Students Use Stem Cells to Treat Post-Surgical Injuries
A new study could help address surgery-related muscle herniation.
The last decade has seen doctors and researchers exploring a novel way to improve wound care: stem cell therapy. According to the National Institutes of Health, this technique makes use of unspecialized cells to bolster the wound healing process, streamlining a patient’s experience while reducing the risk of infection and other complications. A number of studies have found impressive results with stem cell therapy. For instance, in 2013, the Regenerative Medicine Institute unveiled its own research, detailing how stem cells had greatly reduced cases of diabetic foot ulcers. Thanks to stem cells, millions of patients worldwide could benefit from this innovative approach.
A need for regulation
However, wound-centric stem cell therapy is still very much in its infancy, and studies are still being conducted into its true applications. According to a 2015 review in BioMed Research International, more work needs to be done to ensure that clinical use maintains an equal pace with the evidence available. There needs to be more research into how to use this therapy, who will benefit from it and just how effective we expect stem cells to be. In fact, this lack of control is actually harming some people. As EuroStemCell pointed out, as people look at stem cell therapy as a saving grace, many are turning to unregulated treatment centers across Europe, and this is opening them up to a slew of unsafe practices.
A deeper look
The priority, then, is more research into stem cell therapy, and that’s just what students at Ohio’s Youngstown State University are doing. As YSU’s newspaper The Jambar reported, several students and professors have teamed with the St. Elizabeth Health Center to determine the effects of stem cells on post-surgical muscle repair. This multi-disciplinary team, which involves people from the engineering, biology and computer science departments, are implanting bone marrow in rats and rabbits following surgery.
From there, researchers examine the collagen within the wound site, which is indicative of healing progress, and the tensile strength of scar tissue, which further reveals how effectively the wound is healing. Ultimately, the research collective is trying to prevent surgery-related recurrent herniation. Following most surgeries, muscles will contract, which pulls at the wound site, and this can cause painful injuries. To address these issues, the team places the cells inside collagen tape, which is then inserted into the wound. They can then stain the mesh, and this helps to demonstrate just how much the stem cells moved around and their overall rates of success. In the early trials, the scientists found that stem cells are actually stronger than the rat or rabbit’s original tissue.

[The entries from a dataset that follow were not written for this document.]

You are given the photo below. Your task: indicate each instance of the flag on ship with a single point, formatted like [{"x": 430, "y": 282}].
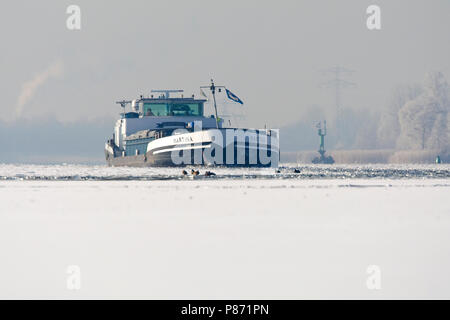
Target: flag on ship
[{"x": 233, "y": 97}]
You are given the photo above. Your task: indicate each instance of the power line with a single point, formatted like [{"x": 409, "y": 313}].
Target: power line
[{"x": 337, "y": 83}]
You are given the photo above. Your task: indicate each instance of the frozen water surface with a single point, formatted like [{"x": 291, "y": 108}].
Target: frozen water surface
[
  {"x": 244, "y": 233},
  {"x": 80, "y": 172}
]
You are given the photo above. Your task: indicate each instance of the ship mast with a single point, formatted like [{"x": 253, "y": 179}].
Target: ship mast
[{"x": 213, "y": 87}]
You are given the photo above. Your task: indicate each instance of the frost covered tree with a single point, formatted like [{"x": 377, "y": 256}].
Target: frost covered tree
[
  {"x": 424, "y": 120},
  {"x": 389, "y": 126}
]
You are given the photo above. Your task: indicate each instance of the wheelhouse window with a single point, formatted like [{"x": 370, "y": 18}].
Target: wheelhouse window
[{"x": 173, "y": 109}]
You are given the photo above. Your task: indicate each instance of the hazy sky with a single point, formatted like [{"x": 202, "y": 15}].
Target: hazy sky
[{"x": 270, "y": 53}]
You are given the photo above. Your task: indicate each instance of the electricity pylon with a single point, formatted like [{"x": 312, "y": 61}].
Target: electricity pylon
[{"x": 337, "y": 83}]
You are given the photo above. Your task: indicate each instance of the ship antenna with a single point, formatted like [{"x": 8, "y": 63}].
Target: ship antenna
[{"x": 213, "y": 87}]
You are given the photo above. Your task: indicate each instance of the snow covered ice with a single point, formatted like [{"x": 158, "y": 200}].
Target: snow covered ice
[{"x": 245, "y": 233}]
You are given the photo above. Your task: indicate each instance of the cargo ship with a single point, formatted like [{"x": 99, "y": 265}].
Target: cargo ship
[{"x": 167, "y": 130}]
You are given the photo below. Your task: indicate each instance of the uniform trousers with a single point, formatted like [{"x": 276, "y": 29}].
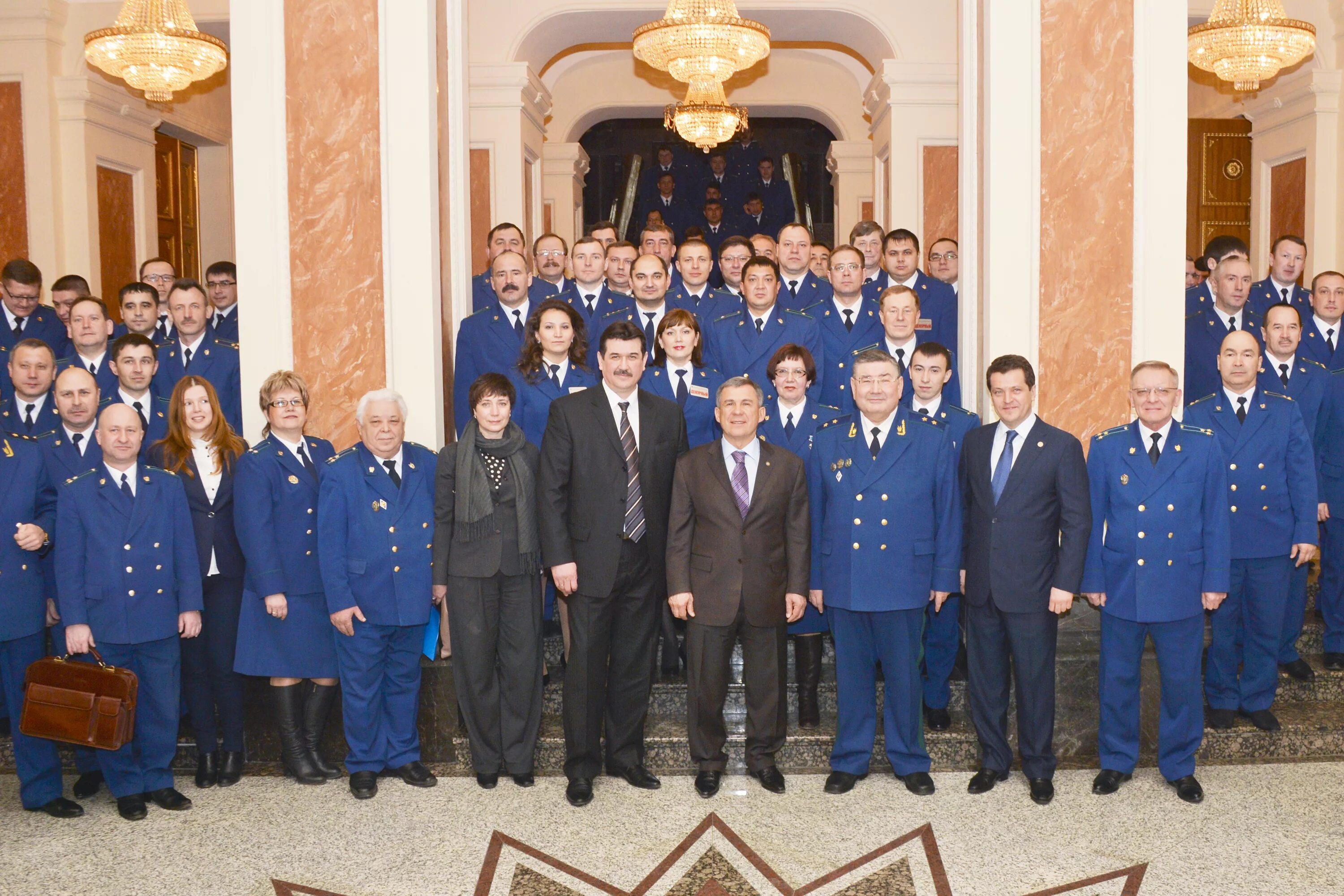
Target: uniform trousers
[
  {"x": 943, "y": 638},
  {"x": 144, "y": 763},
  {"x": 379, "y": 695},
  {"x": 1029, "y": 640},
  {"x": 1246, "y": 633},
  {"x": 209, "y": 680},
  {"x": 498, "y": 668},
  {"x": 35, "y": 758},
  {"x": 894, "y": 638},
  {"x": 1180, "y": 722},
  {"x": 611, "y": 668},
  {"x": 709, "y": 661}
]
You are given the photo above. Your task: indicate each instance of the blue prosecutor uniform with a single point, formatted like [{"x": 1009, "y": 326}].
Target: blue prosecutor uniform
[
  {"x": 215, "y": 361},
  {"x": 702, "y": 390},
  {"x": 1205, "y": 332},
  {"x": 1272, "y": 477},
  {"x": 276, "y": 497},
  {"x": 127, "y": 569},
  {"x": 738, "y": 350},
  {"x": 943, "y": 629},
  {"x": 375, "y": 544},
  {"x": 487, "y": 343},
  {"x": 1160, "y": 539},
  {"x": 807, "y": 421},
  {"x": 1265, "y": 293},
  {"x": 27, "y": 495},
  {"x": 885, "y": 534}
]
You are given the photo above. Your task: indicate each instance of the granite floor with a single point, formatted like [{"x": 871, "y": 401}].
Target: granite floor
[{"x": 1264, "y": 828}]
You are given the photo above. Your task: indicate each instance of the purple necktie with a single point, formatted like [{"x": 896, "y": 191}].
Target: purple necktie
[{"x": 740, "y": 484}]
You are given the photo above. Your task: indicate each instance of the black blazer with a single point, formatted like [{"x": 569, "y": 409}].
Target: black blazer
[
  {"x": 214, "y": 523},
  {"x": 582, "y": 484},
  {"x": 490, "y": 555},
  {"x": 1037, "y": 536}
]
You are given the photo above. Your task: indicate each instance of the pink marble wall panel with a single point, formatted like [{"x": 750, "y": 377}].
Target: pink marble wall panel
[
  {"x": 1086, "y": 213},
  {"x": 335, "y": 207}
]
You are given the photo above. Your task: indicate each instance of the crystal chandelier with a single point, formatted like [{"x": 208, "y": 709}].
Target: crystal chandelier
[
  {"x": 1250, "y": 41},
  {"x": 155, "y": 47}
]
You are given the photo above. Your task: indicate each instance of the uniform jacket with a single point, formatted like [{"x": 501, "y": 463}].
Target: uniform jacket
[
  {"x": 1180, "y": 507},
  {"x": 375, "y": 540}
]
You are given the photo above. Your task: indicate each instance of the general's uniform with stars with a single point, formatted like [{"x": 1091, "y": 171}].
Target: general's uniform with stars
[
  {"x": 375, "y": 546},
  {"x": 1162, "y": 536},
  {"x": 886, "y": 532},
  {"x": 127, "y": 567}
]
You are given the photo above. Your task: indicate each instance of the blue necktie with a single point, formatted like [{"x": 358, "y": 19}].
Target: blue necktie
[{"x": 1004, "y": 466}]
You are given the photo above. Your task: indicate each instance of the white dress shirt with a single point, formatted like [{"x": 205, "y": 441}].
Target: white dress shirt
[
  {"x": 750, "y": 461},
  {"x": 632, "y": 412},
  {"x": 1023, "y": 431}
]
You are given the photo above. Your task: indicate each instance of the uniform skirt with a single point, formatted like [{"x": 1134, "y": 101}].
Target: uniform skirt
[{"x": 303, "y": 645}]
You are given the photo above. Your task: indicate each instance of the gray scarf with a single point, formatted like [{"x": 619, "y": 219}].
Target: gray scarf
[{"x": 475, "y": 508}]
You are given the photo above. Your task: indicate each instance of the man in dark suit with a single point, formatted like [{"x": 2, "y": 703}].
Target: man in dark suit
[
  {"x": 608, "y": 461},
  {"x": 1025, "y": 484},
  {"x": 738, "y": 564}
]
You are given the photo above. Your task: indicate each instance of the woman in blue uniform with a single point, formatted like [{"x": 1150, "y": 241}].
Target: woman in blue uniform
[
  {"x": 203, "y": 452},
  {"x": 284, "y": 632},
  {"x": 679, "y": 374},
  {"x": 791, "y": 421}
]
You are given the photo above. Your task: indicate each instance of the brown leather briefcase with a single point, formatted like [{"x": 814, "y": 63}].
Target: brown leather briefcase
[{"x": 80, "y": 703}]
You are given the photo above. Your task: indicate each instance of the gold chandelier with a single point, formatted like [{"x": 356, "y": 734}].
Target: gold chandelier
[
  {"x": 1250, "y": 41},
  {"x": 703, "y": 43},
  {"x": 155, "y": 47}
]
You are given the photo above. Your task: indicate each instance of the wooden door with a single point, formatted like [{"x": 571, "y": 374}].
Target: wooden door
[{"x": 1219, "y": 182}]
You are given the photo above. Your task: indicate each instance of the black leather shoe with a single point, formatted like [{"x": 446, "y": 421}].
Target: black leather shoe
[
  {"x": 937, "y": 719},
  {"x": 1189, "y": 789},
  {"x": 88, "y": 785},
  {"x": 230, "y": 767},
  {"x": 1299, "y": 669},
  {"x": 1262, "y": 719},
  {"x": 580, "y": 792},
  {"x": 363, "y": 785},
  {"x": 132, "y": 808},
  {"x": 207, "y": 769},
  {"x": 61, "y": 808},
  {"x": 771, "y": 778},
  {"x": 417, "y": 774},
  {"x": 842, "y": 782},
  {"x": 638, "y": 777},
  {"x": 170, "y": 800},
  {"x": 984, "y": 781},
  {"x": 1108, "y": 781},
  {"x": 918, "y": 782}
]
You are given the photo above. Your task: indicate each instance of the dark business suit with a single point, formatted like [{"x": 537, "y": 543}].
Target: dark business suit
[
  {"x": 1033, "y": 539},
  {"x": 209, "y": 681},
  {"x": 496, "y": 616},
  {"x": 615, "y": 612},
  {"x": 738, "y": 570}
]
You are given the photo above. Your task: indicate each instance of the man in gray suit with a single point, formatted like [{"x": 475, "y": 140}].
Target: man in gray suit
[{"x": 738, "y": 560}]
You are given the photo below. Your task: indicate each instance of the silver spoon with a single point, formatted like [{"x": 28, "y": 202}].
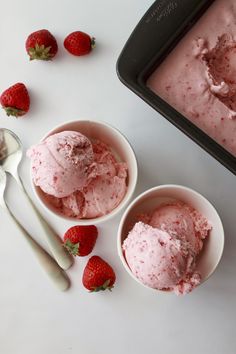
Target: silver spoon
[
  {"x": 49, "y": 265},
  {"x": 11, "y": 153}
]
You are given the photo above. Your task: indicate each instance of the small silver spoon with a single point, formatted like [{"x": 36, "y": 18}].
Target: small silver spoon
[
  {"x": 11, "y": 153},
  {"x": 55, "y": 273}
]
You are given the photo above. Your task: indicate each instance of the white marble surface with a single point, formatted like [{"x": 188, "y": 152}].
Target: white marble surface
[{"x": 36, "y": 318}]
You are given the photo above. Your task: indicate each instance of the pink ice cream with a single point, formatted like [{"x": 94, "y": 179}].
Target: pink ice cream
[
  {"x": 198, "y": 78},
  {"x": 60, "y": 163},
  {"x": 93, "y": 182},
  {"x": 162, "y": 253}
]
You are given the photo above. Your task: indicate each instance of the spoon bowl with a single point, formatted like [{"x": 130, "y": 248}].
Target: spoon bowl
[{"x": 11, "y": 153}]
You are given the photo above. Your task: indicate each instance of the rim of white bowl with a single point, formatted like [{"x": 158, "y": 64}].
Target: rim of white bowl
[
  {"x": 126, "y": 198},
  {"x": 150, "y": 190}
]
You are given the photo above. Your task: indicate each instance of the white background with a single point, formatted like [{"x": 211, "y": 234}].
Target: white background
[{"x": 34, "y": 317}]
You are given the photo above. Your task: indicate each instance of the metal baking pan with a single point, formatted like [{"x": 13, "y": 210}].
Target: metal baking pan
[{"x": 160, "y": 29}]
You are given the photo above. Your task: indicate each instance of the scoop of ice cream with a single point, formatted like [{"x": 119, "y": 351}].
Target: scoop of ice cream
[
  {"x": 104, "y": 191},
  {"x": 183, "y": 222},
  {"x": 160, "y": 260},
  {"x": 221, "y": 71},
  {"x": 60, "y": 164}
]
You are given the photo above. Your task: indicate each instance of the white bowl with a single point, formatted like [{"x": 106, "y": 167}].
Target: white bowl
[
  {"x": 149, "y": 200},
  {"x": 121, "y": 149}
]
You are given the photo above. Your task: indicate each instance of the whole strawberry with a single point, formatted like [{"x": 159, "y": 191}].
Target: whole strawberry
[
  {"x": 80, "y": 240},
  {"x": 98, "y": 275},
  {"x": 41, "y": 45},
  {"x": 15, "y": 100},
  {"x": 79, "y": 43}
]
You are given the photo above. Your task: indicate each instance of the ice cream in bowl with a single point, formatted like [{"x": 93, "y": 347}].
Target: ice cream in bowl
[
  {"x": 170, "y": 239},
  {"x": 83, "y": 170}
]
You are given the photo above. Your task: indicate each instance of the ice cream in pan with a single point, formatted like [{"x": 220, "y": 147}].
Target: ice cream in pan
[
  {"x": 198, "y": 78},
  {"x": 80, "y": 178},
  {"x": 162, "y": 247}
]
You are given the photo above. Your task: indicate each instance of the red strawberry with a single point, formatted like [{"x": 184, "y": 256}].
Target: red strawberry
[
  {"x": 15, "y": 100},
  {"x": 80, "y": 240},
  {"x": 98, "y": 275},
  {"x": 79, "y": 43},
  {"x": 41, "y": 45}
]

In the coming months, the team will begin work on human models, which raises a new set of questions. Humans are less inbred, and, according to the team, that means culling samples from each individual. They’ll also need to use fewer stem cells – rats and rabbits have received a million per dose – as it’s important to know the exact levels humans require to benefit from the therapy. Studies like these are not only promising, but help to regulate an industry with wide-scale medical ramifications.